Nalbandoğlu’nun 1951 yılı Mayıs ayında kaleme aldığı ve “Sumatra ve Cava’da Türk Topları” başlığını taşıyan makalesi Ülkü Kitap Yurdu tarafından yayımlanan Tarih Hazinesi Dergisi’nin onuncu sayısında çıkmış. Bu derginin iki cilt halinde biraraya getirilen nüshalarına, 2006 yılı başlarında, Sultanahmet’teki Başbakanlık Osmanlı Arşivleri’nin giriş katındaki Cumhuriyet döneminde Latin alfabesiyle yayınlanan kimi eserlerin yer verildiği bölümde bulmuştum. Söz konusu derginin, ulaşabildiğim bu iki cildinin dışında başka sayıları olup olmadığını şimdilik bilmiyorum. Adını maalesef hatırlayamadığım bu bölümden sorumlu beyin de yardımıyla Tarih Hazine’sinin nüshalarına ulaşmış ve ilgili sayfalarını fotokopi almıştım. Bu vesile ile, o sıralar ziyaretlerim sırasında yardımını esirgemeyen bu bey’e gıyabında teşekkür etmek isterim.

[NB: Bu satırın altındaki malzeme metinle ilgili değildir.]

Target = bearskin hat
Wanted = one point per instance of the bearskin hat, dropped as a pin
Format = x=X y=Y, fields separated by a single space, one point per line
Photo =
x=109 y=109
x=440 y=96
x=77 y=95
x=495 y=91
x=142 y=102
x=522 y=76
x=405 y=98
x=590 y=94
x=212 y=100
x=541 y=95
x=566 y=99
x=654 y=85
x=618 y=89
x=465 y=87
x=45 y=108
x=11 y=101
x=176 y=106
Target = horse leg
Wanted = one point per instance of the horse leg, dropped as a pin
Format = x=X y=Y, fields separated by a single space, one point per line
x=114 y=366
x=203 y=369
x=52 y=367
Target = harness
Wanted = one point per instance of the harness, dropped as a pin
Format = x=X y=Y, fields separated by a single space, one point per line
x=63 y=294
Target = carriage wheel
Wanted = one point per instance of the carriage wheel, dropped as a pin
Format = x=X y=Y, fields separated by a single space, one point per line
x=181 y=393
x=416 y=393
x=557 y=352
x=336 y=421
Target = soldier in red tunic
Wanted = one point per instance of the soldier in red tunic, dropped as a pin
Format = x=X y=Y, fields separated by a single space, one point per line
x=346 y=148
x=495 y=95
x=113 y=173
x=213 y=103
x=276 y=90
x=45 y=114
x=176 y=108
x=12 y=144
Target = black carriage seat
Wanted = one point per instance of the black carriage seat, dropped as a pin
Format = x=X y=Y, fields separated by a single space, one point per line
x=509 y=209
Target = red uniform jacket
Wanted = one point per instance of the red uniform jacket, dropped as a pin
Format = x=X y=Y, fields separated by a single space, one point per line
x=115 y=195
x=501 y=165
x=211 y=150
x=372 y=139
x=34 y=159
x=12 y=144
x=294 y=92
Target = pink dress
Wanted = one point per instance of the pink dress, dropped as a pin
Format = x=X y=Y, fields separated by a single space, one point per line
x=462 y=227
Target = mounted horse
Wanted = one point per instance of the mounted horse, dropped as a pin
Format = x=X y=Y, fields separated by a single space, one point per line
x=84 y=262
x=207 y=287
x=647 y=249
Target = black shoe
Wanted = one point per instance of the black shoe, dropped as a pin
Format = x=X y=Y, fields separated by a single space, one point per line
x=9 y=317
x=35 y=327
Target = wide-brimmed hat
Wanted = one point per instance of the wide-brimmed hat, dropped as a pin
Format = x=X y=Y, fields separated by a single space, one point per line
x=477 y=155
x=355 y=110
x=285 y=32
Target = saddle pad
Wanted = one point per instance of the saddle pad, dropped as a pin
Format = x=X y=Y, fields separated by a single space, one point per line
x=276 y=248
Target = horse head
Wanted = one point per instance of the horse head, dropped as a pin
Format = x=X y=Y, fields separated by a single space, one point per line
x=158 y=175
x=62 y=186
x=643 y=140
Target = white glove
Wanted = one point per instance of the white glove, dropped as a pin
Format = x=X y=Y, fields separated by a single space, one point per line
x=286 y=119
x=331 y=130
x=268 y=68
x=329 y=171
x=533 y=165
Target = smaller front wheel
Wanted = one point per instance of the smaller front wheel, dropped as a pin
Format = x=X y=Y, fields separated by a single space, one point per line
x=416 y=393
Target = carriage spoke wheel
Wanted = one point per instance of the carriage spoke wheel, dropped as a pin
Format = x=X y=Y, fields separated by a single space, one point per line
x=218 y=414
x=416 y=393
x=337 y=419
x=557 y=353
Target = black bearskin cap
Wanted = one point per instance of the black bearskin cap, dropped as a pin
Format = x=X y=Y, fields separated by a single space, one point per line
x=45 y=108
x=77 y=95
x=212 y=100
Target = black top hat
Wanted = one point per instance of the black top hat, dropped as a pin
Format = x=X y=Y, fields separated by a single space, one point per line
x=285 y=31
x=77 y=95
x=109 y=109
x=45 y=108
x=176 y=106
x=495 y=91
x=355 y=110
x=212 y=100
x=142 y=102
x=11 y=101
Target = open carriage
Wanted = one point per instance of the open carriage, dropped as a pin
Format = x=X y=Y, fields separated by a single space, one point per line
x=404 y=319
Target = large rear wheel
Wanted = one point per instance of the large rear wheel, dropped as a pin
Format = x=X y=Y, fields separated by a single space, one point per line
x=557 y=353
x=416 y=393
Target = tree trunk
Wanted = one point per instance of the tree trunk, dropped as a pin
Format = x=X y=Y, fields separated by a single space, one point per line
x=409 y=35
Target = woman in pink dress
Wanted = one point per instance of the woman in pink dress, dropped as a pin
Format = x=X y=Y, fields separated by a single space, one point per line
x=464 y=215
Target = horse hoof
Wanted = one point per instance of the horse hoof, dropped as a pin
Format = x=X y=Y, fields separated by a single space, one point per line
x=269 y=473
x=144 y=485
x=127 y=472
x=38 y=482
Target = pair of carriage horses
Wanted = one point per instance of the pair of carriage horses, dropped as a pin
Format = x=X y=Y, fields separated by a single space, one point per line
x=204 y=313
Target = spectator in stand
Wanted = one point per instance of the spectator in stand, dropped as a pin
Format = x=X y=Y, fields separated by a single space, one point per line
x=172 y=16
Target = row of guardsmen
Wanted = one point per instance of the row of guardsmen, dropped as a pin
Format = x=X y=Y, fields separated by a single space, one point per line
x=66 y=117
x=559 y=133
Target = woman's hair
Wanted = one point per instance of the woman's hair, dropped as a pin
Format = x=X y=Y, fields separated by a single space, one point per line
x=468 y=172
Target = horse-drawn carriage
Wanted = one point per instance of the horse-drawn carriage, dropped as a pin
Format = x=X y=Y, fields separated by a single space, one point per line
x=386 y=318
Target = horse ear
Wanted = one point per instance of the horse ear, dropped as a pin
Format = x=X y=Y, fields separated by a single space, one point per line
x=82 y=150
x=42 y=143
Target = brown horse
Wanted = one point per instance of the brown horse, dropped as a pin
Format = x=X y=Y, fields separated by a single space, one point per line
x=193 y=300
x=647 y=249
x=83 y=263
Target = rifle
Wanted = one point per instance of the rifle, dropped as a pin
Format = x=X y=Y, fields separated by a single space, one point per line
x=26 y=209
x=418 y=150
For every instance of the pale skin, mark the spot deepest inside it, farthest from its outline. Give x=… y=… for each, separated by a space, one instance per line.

Nalbandoğlu’nun söz konusu iki sayfalık bu makalesine yeniden göz atarken, ilk okumalarımda epeyce cümlenin altını çizdiğimizi fark etmekle birlikte, aradan geçen süreçte elimin değdiği Endonezyaca ve İngilizce metinlerden edindiğim bilgilerle ister istemez bir kıyaslama yapma durumunda kaldım. Elbette bu kritik yaklaşım, Nalbandoğlu’nun elli yıl önce kaleme aldığı metnin öneminden bir şey kaybettirmeyecektir. Ancak, modern Türkiye şartlarında Açe’nin yeniden hatırlanışında nasıl bir yaklaşım sergilendiğini, bunun ne kadarının tarihi gerçekliklerle örtüştüğü, ne kadarının afakî veya mitsel tasarımlara dayandığını ortaya koymak da bir sorumluluk gereği olduğunu unutmamalıyız.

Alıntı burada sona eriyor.